Some good advice here, but some alternate food for thought.
Your managers are there to support you, but also to protect you. It could be the situation that there is some serious crunch coming from the client and they just need to perform the impossible. As a junior far down the ladder, you don’t and won’t know everything going on. You shouldn’t.
That being said, the manager should be supportive of your concerns and try to help alleviate stress and worry to make a positive work environment.
I just wanted to point out from a management POV that they may have a different perspective on the situation and it could be they are actually making it better, not worse and saving you from the worst of it while they deal with higher up issues.
Also keep in mind that as a junior with little experience, you might not know what is possible, work or deadline times. How often have you gone through similar projects?
Not blaming the victim/OP but giving another angle for consideration.
Absolutely - I think the main point is an open dialog with your manager should help to clarify things.
Imagine for a moment the company is doing poorly, this is a big client that they have to please, because it could mean the future of the business and all of your jobs.
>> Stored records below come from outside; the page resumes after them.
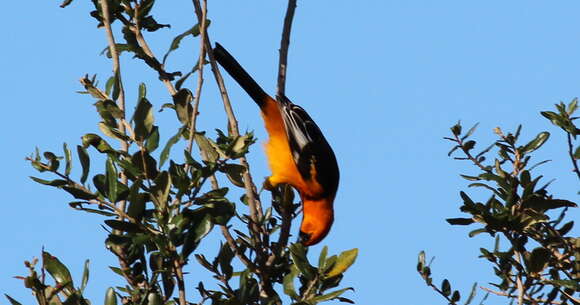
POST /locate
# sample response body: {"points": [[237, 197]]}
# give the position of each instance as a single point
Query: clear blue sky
{"points": [[383, 79]]}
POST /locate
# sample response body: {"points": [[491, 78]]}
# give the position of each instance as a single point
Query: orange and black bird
{"points": [[297, 152]]}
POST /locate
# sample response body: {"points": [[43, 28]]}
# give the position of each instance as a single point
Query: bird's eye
{"points": [[304, 237]]}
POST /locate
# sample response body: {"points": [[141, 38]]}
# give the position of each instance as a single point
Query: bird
{"points": [[297, 151]]}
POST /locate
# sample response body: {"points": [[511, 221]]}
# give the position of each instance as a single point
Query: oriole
{"points": [[298, 153]]}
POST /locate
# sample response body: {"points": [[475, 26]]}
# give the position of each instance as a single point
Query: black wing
{"points": [[309, 147]]}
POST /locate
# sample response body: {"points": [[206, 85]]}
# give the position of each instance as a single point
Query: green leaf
{"points": [[471, 294], [167, 149], [57, 270], [536, 143], [12, 301], [153, 141], [142, 91], [143, 119], [154, 299], [298, 254], [455, 297], [123, 226], [225, 257], [79, 193], [330, 296], [460, 221], [288, 282], [234, 172], [194, 31], [182, 101], [143, 161], [111, 174], [572, 106], [91, 139], [322, 258], [179, 82], [160, 190], [79, 206], [85, 162], [68, 159], [470, 132], [343, 262], [446, 287], [112, 132], [55, 182], [566, 228], [571, 284], [64, 4], [477, 231], [206, 148], [537, 260], [202, 225], [543, 204], [456, 129], [137, 201], [110, 297], [85, 279]]}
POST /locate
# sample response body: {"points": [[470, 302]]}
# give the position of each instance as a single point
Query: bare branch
{"points": [[117, 75], [254, 203], [505, 294], [571, 154], [201, 62], [284, 44]]}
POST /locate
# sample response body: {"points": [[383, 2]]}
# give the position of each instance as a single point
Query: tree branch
{"points": [[284, 45], [254, 203], [117, 75], [571, 153], [505, 294]]}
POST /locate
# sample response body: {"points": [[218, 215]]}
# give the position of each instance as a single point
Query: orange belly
{"points": [[284, 169]]}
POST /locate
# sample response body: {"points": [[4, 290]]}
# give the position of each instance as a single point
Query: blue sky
{"points": [[384, 80]]}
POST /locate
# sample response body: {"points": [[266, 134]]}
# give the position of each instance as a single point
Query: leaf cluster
{"points": [[538, 264]]}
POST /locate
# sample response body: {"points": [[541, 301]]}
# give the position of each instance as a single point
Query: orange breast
{"points": [[282, 164]]}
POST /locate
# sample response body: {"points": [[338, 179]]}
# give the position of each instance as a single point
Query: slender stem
{"points": [[117, 74], [519, 283], [145, 46], [468, 154], [201, 63], [284, 44], [505, 294], [254, 203], [232, 243], [180, 282], [571, 153]]}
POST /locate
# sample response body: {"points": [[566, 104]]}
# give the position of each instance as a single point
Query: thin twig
{"points": [[180, 282], [571, 153], [145, 46], [201, 62], [254, 203], [284, 44], [117, 74], [282, 67], [519, 284], [468, 154], [505, 294]]}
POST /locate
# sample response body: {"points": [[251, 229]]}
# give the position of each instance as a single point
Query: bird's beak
{"points": [[303, 237]]}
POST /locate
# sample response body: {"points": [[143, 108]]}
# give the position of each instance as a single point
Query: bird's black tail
{"points": [[226, 60]]}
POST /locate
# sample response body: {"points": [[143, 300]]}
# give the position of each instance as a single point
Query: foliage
{"points": [[158, 205], [539, 262]]}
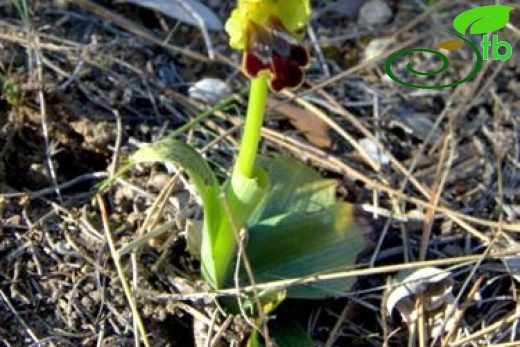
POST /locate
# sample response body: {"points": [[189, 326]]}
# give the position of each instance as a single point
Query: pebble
{"points": [[374, 13]]}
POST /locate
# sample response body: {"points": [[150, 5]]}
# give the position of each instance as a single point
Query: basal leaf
{"points": [[225, 210], [174, 151], [241, 197], [303, 244], [485, 19], [451, 45]]}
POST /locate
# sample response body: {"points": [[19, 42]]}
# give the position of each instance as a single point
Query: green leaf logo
{"points": [[482, 19]]}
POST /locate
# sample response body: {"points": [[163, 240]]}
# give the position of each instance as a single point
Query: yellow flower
{"points": [[268, 31]]}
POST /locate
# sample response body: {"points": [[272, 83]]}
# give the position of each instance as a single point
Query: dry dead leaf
{"points": [[310, 125]]}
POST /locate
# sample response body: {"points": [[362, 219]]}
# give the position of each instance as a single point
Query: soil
{"points": [[83, 90]]}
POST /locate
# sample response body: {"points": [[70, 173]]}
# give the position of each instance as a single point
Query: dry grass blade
{"points": [[121, 272]]}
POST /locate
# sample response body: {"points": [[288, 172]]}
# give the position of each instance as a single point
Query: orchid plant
{"points": [[292, 223]]}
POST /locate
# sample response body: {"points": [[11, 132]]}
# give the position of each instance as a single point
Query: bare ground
{"points": [[82, 89]]}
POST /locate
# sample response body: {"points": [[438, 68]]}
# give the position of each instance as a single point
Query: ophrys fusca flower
{"points": [[269, 32]]}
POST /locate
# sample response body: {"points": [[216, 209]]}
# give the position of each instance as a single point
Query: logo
{"points": [[479, 20]]}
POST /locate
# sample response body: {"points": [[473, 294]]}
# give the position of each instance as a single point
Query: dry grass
{"points": [[96, 82]]}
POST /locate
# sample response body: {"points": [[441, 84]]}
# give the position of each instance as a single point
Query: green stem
{"points": [[253, 126]]}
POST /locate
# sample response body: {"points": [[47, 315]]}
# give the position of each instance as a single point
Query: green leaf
{"points": [[303, 244], [242, 196], [485, 19], [225, 211], [173, 151], [295, 187]]}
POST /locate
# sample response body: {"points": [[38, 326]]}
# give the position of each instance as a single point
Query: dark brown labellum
{"points": [[272, 48]]}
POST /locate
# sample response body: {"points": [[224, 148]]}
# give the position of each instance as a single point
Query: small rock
{"points": [[374, 13], [373, 152]]}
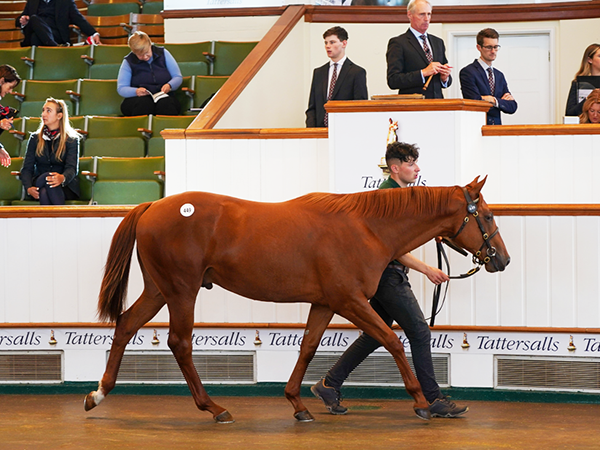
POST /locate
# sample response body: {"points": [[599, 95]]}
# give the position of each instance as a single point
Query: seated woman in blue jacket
{"points": [[51, 162], [148, 78]]}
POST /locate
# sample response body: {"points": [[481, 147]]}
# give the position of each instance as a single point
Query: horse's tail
{"points": [[116, 272]]}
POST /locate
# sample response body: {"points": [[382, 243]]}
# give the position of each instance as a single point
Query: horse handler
{"points": [[395, 301]]}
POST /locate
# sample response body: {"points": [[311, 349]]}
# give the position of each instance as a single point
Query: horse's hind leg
{"points": [[364, 317], [128, 323], [318, 319], [180, 343]]}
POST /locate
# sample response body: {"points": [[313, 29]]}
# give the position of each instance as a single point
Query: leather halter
{"points": [[441, 253]]}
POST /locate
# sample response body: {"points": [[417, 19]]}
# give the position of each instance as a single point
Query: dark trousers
{"points": [[142, 106], [52, 196], [394, 301], [38, 32]]}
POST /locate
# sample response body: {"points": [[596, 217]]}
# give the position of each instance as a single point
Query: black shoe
{"points": [[443, 407], [330, 396]]}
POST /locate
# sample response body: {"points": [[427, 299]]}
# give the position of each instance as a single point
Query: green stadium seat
{"points": [[12, 56], [10, 187], [34, 94], [229, 55], [204, 88], [156, 144], [190, 57], [12, 140], [117, 136], [128, 181], [152, 7], [105, 61], [113, 9], [58, 63], [98, 97]]}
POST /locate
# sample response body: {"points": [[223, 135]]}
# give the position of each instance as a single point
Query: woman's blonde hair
{"points": [[139, 42], [65, 129], [594, 97], [585, 69]]}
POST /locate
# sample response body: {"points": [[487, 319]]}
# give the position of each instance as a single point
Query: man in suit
{"points": [[46, 22], [480, 81], [339, 79], [416, 58]]}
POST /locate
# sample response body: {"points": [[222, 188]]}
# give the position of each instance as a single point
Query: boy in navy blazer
{"points": [[350, 80], [480, 81]]}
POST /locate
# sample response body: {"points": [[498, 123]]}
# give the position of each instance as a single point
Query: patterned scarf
{"points": [[50, 135]]}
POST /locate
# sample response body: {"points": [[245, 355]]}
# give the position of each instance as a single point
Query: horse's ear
{"points": [[474, 187]]}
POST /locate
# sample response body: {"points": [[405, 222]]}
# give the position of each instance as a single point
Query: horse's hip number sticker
{"points": [[187, 210]]}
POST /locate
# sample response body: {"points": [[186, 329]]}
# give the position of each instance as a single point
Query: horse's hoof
{"points": [[224, 417], [423, 413], [304, 416], [89, 402]]}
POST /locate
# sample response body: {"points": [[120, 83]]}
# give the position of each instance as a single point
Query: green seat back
{"points": [[10, 187], [152, 7], [156, 145], [59, 63], [36, 92], [99, 97], [229, 55], [85, 185], [113, 9], [205, 87], [116, 169], [12, 57], [124, 146], [10, 142], [191, 68], [128, 181]]}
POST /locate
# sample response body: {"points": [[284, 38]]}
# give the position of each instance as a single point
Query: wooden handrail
{"points": [[483, 13], [539, 130], [259, 55]]}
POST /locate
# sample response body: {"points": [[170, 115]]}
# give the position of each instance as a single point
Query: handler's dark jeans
{"points": [[394, 301]]}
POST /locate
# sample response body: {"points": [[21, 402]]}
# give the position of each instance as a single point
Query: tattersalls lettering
{"points": [[30, 338]]}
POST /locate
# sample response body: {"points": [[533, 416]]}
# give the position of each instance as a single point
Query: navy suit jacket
{"points": [[406, 59], [474, 84], [66, 14], [351, 84]]}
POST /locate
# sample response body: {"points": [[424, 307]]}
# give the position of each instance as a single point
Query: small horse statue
{"points": [[325, 249], [392, 132]]}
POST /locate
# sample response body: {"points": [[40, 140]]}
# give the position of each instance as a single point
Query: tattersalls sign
{"points": [[513, 343]]}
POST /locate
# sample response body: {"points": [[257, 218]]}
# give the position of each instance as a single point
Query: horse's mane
{"points": [[384, 203]]}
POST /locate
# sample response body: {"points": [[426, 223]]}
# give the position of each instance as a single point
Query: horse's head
{"points": [[478, 232]]}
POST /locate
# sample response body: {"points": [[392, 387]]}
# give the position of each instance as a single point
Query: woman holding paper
{"points": [[147, 79], [590, 66]]}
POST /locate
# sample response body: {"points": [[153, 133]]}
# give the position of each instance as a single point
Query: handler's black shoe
{"points": [[443, 407], [330, 396]]}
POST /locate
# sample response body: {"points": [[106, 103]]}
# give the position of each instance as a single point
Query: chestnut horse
{"points": [[325, 249]]}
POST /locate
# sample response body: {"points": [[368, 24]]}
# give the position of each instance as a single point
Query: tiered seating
{"points": [[112, 136], [156, 144], [113, 7], [121, 156], [34, 93], [10, 187], [128, 181]]}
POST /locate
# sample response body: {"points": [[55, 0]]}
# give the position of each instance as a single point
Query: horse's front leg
{"points": [[180, 343], [318, 319], [364, 317]]}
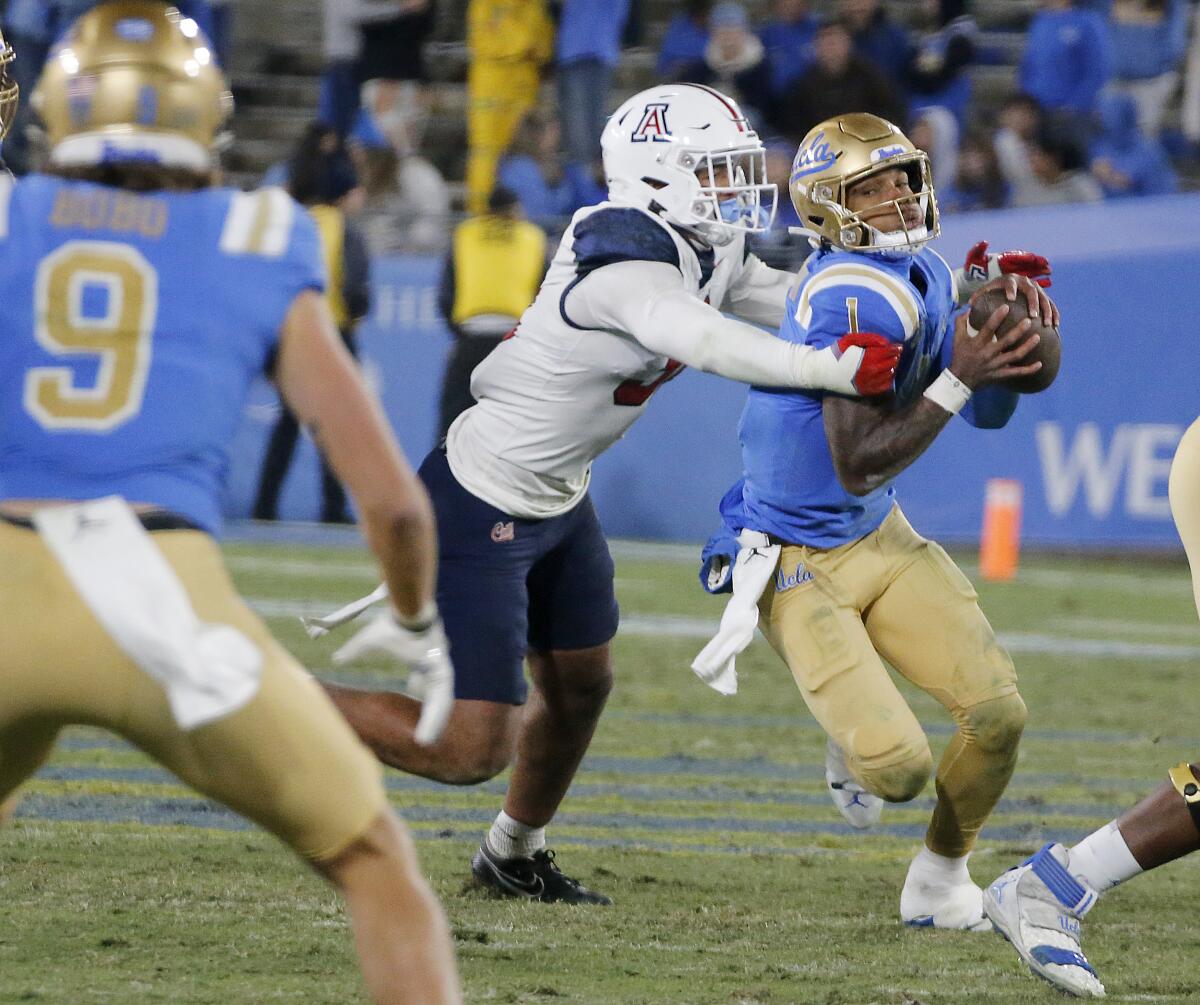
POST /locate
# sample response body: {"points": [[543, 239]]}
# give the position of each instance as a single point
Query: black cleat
{"points": [[537, 878]]}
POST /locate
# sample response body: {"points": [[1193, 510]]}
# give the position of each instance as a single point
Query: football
{"points": [[1049, 350]]}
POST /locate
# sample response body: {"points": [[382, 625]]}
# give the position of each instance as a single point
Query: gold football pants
{"points": [[1185, 494], [833, 613], [286, 759]]}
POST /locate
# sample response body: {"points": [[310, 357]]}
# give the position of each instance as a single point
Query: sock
{"points": [[937, 868], [1103, 859], [513, 840]]}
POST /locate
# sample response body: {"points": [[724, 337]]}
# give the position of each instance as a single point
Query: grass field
{"points": [[703, 817]]}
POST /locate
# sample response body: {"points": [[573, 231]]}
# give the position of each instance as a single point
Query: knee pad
{"points": [[995, 724], [901, 780]]}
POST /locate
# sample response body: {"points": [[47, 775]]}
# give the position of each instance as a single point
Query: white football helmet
{"points": [[688, 154]]}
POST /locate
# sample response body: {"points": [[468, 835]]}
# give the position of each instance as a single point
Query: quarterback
{"points": [[1038, 904], [633, 295], [845, 579], [139, 301]]}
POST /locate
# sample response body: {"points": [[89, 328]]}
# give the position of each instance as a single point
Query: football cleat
{"points": [[535, 878], [935, 902], [1037, 907], [856, 804]]}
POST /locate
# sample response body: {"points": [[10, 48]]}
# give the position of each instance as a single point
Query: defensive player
{"points": [[138, 305], [850, 581], [633, 295], [1038, 904]]}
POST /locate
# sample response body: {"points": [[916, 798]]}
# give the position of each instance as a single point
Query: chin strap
{"points": [[1186, 784]]}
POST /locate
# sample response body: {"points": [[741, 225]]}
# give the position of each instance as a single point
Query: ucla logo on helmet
{"points": [[653, 127], [815, 157], [883, 152], [135, 29]]}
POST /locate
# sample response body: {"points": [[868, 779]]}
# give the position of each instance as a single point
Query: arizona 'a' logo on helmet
{"points": [[9, 92], [133, 80], [687, 152], [840, 152], [653, 126]]}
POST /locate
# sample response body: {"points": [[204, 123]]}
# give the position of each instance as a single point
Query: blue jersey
{"points": [[791, 488], [132, 328]]}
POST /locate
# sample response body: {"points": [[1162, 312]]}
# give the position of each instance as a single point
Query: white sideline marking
{"points": [[705, 627], [297, 567]]}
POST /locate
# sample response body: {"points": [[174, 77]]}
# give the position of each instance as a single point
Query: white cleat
{"points": [[856, 804], [1037, 907], [934, 902]]}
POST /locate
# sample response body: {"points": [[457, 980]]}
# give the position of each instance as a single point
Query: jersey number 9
{"points": [[96, 299]]}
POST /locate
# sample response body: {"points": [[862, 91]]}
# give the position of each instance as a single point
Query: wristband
{"points": [[421, 620], [949, 392]]}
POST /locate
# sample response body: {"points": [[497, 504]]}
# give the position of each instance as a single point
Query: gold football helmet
{"points": [[840, 152], [132, 80], [9, 92]]}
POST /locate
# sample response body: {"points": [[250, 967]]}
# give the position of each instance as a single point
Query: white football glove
{"points": [[753, 570], [426, 653]]}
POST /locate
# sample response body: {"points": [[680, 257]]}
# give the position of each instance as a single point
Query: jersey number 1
{"points": [[96, 299]]}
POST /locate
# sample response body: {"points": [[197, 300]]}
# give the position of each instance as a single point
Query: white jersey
{"points": [[574, 377]]}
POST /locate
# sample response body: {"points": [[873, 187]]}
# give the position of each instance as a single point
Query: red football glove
{"points": [[877, 369], [982, 266]]}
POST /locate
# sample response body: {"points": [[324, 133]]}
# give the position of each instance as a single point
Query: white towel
{"points": [[316, 627], [208, 670], [753, 570]]}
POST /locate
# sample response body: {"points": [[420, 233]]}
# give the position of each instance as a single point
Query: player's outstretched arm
{"points": [[759, 294], [325, 390], [648, 301], [871, 445]]}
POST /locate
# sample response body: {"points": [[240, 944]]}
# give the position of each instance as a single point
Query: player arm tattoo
{"points": [[870, 444]]}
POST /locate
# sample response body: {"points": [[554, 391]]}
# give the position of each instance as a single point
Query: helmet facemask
{"points": [[858, 234], [732, 194], [9, 91]]}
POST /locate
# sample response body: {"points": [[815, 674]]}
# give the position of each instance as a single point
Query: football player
{"points": [[847, 579], [139, 302], [633, 295], [1038, 904]]}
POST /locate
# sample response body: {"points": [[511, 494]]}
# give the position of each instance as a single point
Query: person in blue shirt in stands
{"points": [[587, 48], [1067, 59], [1150, 41], [141, 301], [684, 41], [787, 37]]}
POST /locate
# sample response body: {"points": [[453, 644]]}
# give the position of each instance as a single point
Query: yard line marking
{"points": [[678, 626], [631, 793], [202, 813], [301, 567], [703, 768]]}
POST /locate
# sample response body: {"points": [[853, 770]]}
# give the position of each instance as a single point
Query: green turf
{"points": [[703, 817]]}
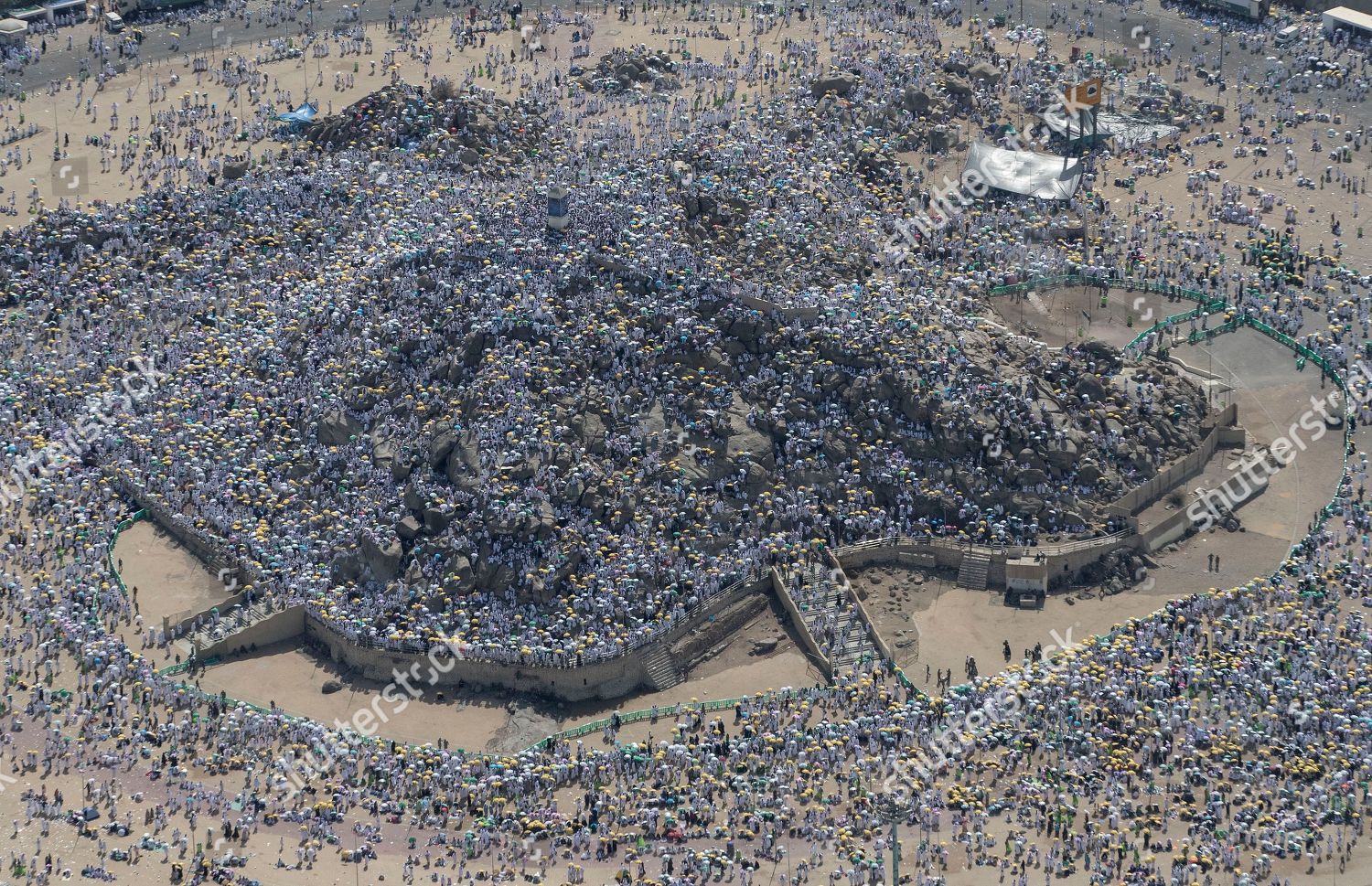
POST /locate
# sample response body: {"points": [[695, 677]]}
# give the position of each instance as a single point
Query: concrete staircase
{"points": [[973, 571], [213, 633], [833, 622], [663, 671]]}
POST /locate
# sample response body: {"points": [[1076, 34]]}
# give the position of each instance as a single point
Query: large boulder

They may not have the money for more resources and they may not be able to re-route other people from projects since they need to close those deals as well. Ultimately it may be up to you to help deliver on that project and keep things moving forward, or you’ll all be out of jobs.
Your manager probably isn’t going to tell you that. It would create fear, rumors, doubt, and all kinds of other things that are bad for the business. But they should be able to try and figure out what can be done to make sure the work is finished on time, even if it’s dangling a carrot of promotion in your future.
Ultimately businesses are complex things, but starting the dialog will help.